From: George Thieret
According to the Centers for Disease Control and Prevention, more people died from drug overdoses in the United States the last two years than any other year on record. In 2014, about a half-million people died from drug overdoses, and 61 percent of these were from opioid use. This phenomenon is fueled by the abuse of prescription pain medicine and the surge in illicit use of heroin. The city of Columbus has not evaded the scourge of this national epidemic.
Now that tighter controls are put on prescription drug dispensing, the arrest rate of heroin has shot up sixfold in the last two years in the city. I’m a registered nurse in Indianapolis who has seen the blight of drug abuse in my practice. Over the past year, I’ve had the unfortunate opportunity to care for many overdoses at my facility, with nine out of 10 of these cases originating from southern counties and cities.
Many remember the heroin epidemic of the 1970s. Its devastating effects on inner cities at the time were without parallel until now. Heroin is the new old drug of choice for users and dealers. Heroin is typically injected but is also smoked or snorted. When people inject heroin, they are at risk of serious, long-term viral infections, such as HIV, Hepatitis C and Hepatitis B, and bacterial infections of the skin, bloodstream and heart. The federal and state governments, with the backing of the Obama administration, have recognized that we are losing our communities from this epidemic.

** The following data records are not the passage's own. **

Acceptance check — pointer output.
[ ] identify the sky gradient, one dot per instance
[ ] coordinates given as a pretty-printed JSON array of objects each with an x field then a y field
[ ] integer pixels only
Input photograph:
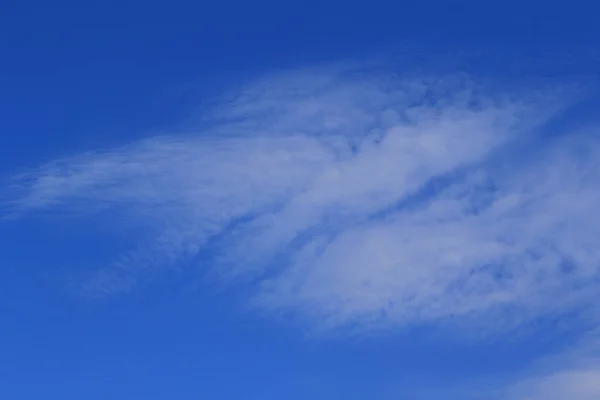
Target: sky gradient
[{"x": 316, "y": 201}]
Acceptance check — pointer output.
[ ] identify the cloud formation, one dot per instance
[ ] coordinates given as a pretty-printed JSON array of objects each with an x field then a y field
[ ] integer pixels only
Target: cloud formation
[{"x": 359, "y": 198}]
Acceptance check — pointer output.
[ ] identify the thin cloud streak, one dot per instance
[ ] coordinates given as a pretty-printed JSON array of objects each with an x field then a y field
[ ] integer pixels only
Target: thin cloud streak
[{"x": 356, "y": 198}]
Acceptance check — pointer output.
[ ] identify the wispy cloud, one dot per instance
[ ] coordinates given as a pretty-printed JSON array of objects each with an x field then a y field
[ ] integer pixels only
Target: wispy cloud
[{"x": 353, "y": 197}]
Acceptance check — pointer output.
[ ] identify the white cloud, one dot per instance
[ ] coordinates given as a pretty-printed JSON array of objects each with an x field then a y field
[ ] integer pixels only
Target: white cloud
[{"x": 353, "y": 197}]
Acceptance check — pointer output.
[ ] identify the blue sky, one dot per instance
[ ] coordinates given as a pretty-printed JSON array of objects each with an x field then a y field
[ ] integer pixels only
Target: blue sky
[{"x": 321, "y": 200}]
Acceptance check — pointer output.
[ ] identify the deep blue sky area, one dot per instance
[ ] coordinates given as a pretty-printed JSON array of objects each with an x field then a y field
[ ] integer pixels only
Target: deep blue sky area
[{"x": 78, "y": 76}]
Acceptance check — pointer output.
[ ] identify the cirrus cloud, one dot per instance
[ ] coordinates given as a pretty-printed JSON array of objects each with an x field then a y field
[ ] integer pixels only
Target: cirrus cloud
[{"x": 357, "y": 198}]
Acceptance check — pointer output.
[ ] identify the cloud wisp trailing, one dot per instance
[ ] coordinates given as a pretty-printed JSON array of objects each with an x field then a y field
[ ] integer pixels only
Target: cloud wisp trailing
[{"x": 357, "y": 198}]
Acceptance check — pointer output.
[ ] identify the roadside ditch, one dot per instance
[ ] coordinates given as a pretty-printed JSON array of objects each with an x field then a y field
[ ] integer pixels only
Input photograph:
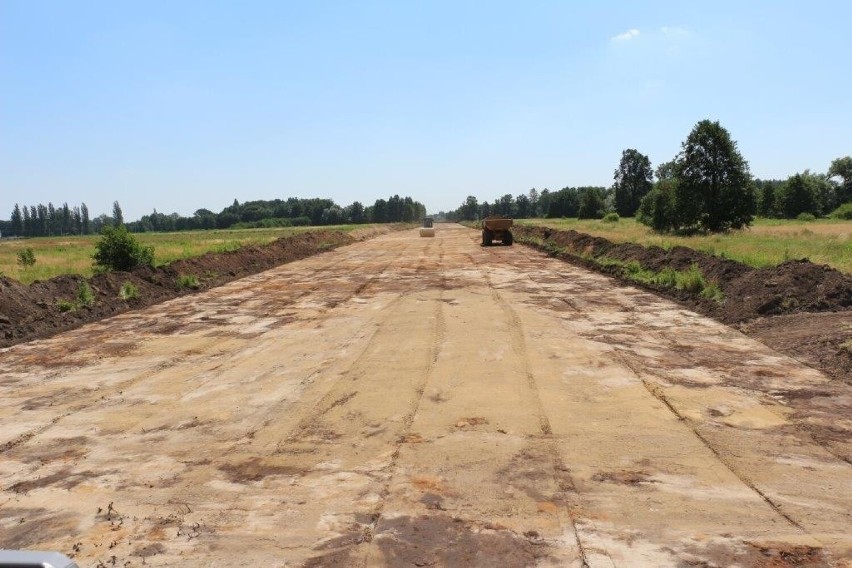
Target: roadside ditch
[
  {"x": 45, "y": 308},
  {"x": 798, "y": 308}
]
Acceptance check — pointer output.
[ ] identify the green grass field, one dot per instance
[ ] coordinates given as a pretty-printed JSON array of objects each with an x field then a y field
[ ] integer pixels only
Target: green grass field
[
  {"x": 768, "y": 242},
  {"x": 73, "y": 255}
]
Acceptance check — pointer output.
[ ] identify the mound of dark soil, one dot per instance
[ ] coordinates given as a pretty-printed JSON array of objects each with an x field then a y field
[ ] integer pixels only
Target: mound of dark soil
[
  {"x": 797, "y": 307},
  {"x": 791, "y": 287},
  {"x": 31, "y": 311}
]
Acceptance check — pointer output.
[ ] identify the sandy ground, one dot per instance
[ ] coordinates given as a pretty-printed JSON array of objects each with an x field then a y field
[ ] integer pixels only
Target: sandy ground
[{"x": 412, "y": 401}]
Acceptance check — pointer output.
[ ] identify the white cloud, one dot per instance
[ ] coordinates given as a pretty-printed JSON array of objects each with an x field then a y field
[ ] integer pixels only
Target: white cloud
[
  {"x": 674, "y": 31},
  {"x": 626, "y": 36}
]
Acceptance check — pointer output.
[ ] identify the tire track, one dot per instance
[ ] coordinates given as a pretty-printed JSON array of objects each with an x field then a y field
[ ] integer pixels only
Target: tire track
[
  {"x": 657, "y": 392},
  {"x": 565, "y": 482}
]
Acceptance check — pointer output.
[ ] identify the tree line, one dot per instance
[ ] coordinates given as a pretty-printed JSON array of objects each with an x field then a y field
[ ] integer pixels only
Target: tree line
[
  {"x": 707, "y": 187},
  {"x": 46, "y": 220},
  {"x": 40, "y": 220}
]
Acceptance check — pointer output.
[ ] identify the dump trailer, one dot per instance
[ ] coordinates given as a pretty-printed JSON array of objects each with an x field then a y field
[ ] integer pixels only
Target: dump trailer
[
  {"x": 496, "y": 229},
  {"x": 427, "y": 230}
]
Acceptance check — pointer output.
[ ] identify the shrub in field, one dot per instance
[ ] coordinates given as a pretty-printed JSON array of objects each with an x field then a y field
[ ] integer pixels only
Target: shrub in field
[
  {"x": 128, "y": 291},
  {"x": 117, "y": 249},
  {"x": 188, "y": 281},
  {"x": 26, "y": 257},
  {"x": 713, "y": 292},
  {"x": 691, "y": 280},
  {"x": 843, "y": 212},
  {"x": 85, "y": 296}
]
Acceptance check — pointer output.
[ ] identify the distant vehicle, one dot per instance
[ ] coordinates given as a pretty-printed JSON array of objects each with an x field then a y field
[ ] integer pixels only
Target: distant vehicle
[
  {"x": 426, "y": 230},
  {"x": 496, "y": 229},
  {"x": 34, "y": 559}
]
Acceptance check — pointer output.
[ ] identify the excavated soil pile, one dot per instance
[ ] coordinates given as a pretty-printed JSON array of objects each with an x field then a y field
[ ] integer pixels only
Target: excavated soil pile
[
  {"x": 31, "y": 311},
  {"x": 814, "y": 300}
]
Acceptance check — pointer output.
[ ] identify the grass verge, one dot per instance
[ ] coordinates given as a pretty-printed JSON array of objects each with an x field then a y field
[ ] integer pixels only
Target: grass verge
[{"x": 767, "y": 243}]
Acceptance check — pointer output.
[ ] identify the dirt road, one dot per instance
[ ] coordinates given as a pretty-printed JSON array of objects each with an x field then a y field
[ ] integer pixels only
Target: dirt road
[{"x": 413, "y": 401}]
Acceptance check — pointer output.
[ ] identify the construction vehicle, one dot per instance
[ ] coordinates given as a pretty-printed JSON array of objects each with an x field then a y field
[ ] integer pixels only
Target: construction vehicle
[
  {"x": 496, "y": 229},
  {"x": 427, "y": 230},
  {"x": 35, "y": 559}
]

Some of the implementations have been:
Providing educational training and resources to health care providers so they can make informed decisions and ensure the appropriate prescribing of opioid painkillers.
Developing prescribing guidelines for chronic pain.
Supporting the use of prescription drug monitoring programs (electronic databases that track the dispensing of certain drugs) as a routine part of clinical practice.
Increasing access to substance abuse treatment services.
Expanding use of medication-assisted treatment.
Supporting the development and distribution of the life-saving drug naloxone to reduce prescription opioid painkiller and heroin overdose deaths.
Supporting the research, development and approval of pain medications that are less prone to abuse.
Improving surveillance to better track trends, identify communities at risk and target prevention strategies.
Many would say that this is not a problem within this community, that we are immune to such big city problems. The ease at which heroin can be procured for use is as easy as walking to your local park. I’ve witnessed such transactions myself.
The community and its leaders need to recognize that this is not a problem among the poor or big cities. I have watched housewives, clergy, teenagers and professionals die from this widespread problem. Heroin use and abuse do not discriminate between the young and old, rich or poor, male or female. It kills without remorse, leaving behind wrecked communities and suffering loved ones.